Professor Padmaja Sankaridurg, BOptom, MIP, PhD
BHVI
The evidence for the rising prevalence of myopia and, therefore, its burden is irrefutable and substantial. In affected individuals, regular oversight is needed during the progression phase to restore visual acuity, and at higher levels of myopia, more frequent monitoring is required to detect and manage any associated complications.
Although the condition stabilizes in early adulthood, in late adulthood, there is potential to develop complications especially in those with high myopia.

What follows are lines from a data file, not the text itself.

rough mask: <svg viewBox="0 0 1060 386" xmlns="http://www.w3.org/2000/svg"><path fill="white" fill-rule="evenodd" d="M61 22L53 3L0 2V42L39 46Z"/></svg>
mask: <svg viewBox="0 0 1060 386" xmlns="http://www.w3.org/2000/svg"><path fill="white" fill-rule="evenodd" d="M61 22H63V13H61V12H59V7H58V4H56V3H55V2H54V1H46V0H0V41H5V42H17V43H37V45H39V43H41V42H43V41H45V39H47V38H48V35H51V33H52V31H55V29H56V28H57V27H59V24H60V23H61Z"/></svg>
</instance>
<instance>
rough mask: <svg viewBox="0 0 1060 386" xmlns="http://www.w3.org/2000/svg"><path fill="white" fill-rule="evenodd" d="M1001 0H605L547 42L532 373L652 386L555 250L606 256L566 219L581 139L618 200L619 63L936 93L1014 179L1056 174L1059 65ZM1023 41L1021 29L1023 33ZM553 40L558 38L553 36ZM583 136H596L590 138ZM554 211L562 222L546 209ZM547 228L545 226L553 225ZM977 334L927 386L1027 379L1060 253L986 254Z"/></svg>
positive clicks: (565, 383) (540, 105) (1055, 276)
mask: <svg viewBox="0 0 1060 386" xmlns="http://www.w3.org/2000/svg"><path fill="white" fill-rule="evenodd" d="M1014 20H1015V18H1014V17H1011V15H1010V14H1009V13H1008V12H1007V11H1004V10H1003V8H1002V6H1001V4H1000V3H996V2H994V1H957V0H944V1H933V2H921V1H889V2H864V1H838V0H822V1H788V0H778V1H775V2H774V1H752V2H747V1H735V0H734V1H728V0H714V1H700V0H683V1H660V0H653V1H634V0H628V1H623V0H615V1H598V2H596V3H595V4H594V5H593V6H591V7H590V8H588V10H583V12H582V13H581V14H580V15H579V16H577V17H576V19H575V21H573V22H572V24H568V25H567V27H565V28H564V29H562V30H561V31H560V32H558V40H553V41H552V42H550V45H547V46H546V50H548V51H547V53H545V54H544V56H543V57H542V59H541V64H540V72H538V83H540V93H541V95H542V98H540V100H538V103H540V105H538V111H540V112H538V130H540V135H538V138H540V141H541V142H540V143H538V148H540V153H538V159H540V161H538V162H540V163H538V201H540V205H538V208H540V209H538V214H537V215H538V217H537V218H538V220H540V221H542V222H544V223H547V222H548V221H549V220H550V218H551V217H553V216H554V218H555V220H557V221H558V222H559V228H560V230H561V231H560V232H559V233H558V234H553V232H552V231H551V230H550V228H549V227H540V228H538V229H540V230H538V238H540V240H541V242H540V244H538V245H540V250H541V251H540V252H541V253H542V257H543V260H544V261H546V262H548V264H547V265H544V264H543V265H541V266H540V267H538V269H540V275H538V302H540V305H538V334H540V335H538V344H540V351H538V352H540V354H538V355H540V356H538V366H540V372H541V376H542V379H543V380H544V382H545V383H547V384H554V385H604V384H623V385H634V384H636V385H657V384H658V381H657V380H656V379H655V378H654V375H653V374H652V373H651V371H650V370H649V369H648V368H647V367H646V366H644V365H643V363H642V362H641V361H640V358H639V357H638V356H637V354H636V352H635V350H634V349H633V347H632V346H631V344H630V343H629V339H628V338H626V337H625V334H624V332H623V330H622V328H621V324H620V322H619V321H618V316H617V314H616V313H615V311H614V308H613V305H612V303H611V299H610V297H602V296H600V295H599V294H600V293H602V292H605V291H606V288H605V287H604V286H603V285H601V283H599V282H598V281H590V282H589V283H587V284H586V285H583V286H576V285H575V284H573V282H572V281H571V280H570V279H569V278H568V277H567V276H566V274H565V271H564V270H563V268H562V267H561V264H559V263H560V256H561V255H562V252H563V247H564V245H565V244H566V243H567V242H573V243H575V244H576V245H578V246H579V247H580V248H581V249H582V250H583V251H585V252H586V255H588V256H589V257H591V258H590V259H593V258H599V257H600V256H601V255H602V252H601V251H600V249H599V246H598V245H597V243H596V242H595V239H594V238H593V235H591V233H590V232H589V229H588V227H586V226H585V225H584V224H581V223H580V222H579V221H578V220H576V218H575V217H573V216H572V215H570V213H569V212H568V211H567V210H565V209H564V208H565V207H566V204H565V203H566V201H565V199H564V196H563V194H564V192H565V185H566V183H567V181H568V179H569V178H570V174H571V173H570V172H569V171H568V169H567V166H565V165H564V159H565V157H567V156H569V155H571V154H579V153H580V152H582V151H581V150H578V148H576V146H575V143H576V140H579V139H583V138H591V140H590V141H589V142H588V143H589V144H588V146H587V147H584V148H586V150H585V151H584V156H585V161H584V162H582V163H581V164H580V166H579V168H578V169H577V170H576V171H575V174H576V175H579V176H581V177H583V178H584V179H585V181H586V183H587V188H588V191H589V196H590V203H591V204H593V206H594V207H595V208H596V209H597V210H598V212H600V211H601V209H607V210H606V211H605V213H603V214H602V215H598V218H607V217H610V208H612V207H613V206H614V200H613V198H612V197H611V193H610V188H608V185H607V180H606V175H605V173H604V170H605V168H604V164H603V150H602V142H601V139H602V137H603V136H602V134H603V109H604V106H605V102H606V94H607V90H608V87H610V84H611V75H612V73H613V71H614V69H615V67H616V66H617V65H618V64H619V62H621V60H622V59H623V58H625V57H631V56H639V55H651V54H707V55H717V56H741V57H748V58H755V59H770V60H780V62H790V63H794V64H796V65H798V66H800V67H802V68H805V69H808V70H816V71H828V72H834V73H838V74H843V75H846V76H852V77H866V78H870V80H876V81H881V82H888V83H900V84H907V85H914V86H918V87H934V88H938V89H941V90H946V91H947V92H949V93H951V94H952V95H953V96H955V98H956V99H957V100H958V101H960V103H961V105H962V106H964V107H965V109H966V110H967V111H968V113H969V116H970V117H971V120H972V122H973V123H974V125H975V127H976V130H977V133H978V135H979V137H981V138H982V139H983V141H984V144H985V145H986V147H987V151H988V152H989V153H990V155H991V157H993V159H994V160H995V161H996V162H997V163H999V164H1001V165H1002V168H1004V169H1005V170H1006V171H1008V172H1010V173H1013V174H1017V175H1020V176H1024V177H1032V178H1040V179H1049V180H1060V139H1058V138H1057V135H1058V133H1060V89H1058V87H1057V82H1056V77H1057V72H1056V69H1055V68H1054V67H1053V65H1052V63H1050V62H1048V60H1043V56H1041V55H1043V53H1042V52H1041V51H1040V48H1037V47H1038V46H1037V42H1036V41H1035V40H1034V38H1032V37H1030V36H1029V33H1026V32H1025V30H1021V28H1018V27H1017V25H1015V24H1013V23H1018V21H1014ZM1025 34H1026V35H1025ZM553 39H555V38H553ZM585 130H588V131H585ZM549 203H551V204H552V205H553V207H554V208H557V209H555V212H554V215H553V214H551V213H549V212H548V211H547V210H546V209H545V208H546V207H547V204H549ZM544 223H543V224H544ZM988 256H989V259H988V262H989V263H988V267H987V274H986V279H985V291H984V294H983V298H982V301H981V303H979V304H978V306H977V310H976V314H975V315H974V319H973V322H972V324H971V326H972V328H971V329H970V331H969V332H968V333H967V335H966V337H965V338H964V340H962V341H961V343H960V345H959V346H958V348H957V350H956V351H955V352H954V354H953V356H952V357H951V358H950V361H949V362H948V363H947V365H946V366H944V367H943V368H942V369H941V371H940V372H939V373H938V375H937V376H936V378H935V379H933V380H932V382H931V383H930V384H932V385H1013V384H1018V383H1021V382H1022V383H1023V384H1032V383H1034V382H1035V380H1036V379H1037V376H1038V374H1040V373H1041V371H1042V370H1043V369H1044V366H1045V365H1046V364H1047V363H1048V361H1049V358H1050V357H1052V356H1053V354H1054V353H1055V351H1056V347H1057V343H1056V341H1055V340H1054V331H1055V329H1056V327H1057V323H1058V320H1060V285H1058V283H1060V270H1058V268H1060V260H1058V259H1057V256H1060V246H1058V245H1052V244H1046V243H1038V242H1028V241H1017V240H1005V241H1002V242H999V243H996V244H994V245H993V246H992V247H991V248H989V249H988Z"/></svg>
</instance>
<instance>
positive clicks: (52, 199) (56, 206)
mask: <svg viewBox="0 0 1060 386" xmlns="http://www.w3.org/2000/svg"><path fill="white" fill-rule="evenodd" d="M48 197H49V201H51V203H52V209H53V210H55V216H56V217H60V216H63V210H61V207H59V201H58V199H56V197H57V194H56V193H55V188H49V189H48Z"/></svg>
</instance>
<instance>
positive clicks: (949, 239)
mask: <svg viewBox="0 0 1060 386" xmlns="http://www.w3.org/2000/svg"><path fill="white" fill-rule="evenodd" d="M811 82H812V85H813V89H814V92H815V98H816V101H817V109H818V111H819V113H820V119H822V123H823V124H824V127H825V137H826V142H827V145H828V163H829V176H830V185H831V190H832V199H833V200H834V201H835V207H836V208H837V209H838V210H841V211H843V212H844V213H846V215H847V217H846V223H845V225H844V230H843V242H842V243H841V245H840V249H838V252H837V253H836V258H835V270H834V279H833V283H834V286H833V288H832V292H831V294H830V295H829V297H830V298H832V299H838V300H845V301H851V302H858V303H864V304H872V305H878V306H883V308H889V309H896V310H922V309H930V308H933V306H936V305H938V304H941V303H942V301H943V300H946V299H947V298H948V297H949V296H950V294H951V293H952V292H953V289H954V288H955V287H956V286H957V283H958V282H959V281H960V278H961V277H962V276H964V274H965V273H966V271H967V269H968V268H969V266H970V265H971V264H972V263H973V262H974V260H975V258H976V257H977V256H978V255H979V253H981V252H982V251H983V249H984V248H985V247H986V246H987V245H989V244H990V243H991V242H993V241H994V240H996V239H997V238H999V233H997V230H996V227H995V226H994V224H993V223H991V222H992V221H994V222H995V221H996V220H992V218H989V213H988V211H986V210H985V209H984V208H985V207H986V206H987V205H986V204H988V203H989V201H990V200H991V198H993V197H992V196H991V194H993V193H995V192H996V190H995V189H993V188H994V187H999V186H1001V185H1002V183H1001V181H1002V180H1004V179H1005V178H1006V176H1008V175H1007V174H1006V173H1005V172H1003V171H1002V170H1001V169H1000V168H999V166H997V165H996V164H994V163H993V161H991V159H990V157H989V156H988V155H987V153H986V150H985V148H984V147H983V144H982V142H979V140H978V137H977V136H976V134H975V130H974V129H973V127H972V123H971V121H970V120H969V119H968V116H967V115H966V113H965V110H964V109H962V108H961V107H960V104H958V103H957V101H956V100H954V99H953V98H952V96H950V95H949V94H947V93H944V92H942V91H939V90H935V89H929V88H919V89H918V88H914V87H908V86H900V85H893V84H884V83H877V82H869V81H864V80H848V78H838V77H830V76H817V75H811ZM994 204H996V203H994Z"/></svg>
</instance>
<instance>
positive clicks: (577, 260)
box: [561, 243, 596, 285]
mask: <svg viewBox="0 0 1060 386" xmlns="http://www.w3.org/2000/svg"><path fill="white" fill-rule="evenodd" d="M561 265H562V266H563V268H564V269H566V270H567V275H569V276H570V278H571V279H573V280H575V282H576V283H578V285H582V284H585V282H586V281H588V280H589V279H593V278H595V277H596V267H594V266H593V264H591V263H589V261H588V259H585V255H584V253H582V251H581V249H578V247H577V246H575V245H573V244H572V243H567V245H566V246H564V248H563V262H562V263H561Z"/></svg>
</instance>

A number of strategies, both optical and pharmaceutical, slow the progression of myopia in comparison to single-vision spectacles and contact lenses. Employed appropriately, they reduce the risk of the eye attaining higher levels of myopia. However, in spite of the advances in myopia management, to date, single-vision spectacles or contact lenses continue to remain the most frequently used approach to manage myopia1. Clearly the process of managing any clinical condition is a complex decision that requires a careful assessment of risks versus benefits. Several factors may be responsible for the low uptake of myopia control strategies such as lack of sufficient and long term data on efficacy or safety of a particular strategy, practitioner skill base for a strategy, access to product, patient motivation, cost, convenience and acceptance, stable myopia, age of the individual and so on. While deliberating on the risks versus benefits for the newer myopia control options, it is also timely to weigh the risks versus benefits of continuing with single vision products. In this respect, there is an ongoing debate in the community on whether the use of single vision soft contact lenses and/or spectacles accelerate the progression of myopia.